Die Bundesnetzagentur wird im Frühjahr zudem darüber entscheiden, ob und wie lange die bisherigen Nutzungsrechte der Mobilfunkfrequenzen verlängert werden oder ob es eine neue Auktion für die Anfang 2026 freiwerdenden Frequenzen geben wird. Zuletzt sprach sich die Monopolkommission für einen Verzicht auf die Frequenzauktion aus. Hinzu kommt die noch unklare Zukunft des UHF-Spektrums bzw. der sogenannten „Kulturfrequenzen“, über die gerade erst bei der Weltfunkkonferenz diskutiert wurde.

Wo 2024 weitere Entscheidungen fallen könnten

Weitere digitalpolitische Beschlüsse und Entscheidungen werden 2024 sicherlich auch auf diversen Zusammenkünften diskutiert und vorbereitet. So wird im April erstmals eine Konferenz der Fachminister in Potsdam stattfinden, womit die Institutionalisierung der Digitalministerkonferenz voranschreitet, die als D16-Treffen bisher eher wenig bekannt war.

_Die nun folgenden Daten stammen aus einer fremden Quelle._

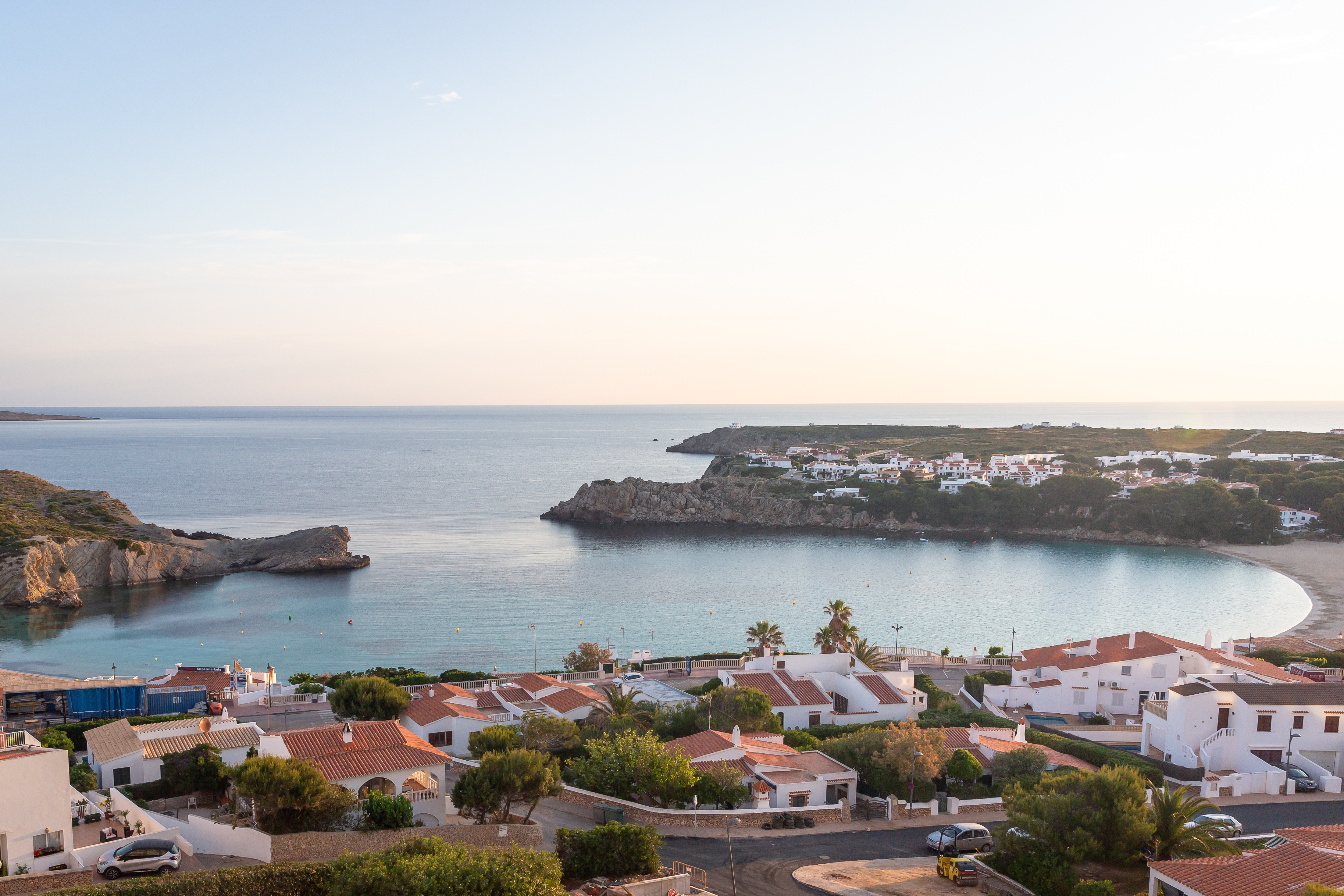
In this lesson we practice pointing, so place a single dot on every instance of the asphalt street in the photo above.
(765, 866)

Zudem findet der Digitalgipfel der Bundesregierung dieses Jahr in Frankfurt am Main statt, sicherlich wieder mit hochrangigen Vertreter:innen aus der Bundes- und Landespolitik, der Digitalwirtschaft, der Forschung und der Zivilgesellschaft ­– vermutlich erst in der zweiten Jahreshälfte. Wir dürfen gespannt sein, welche digitalpolitischen Vorhaben und Gesetze bis dahin tatsächlich realisiert oder auf den Weg gebracht worden sind.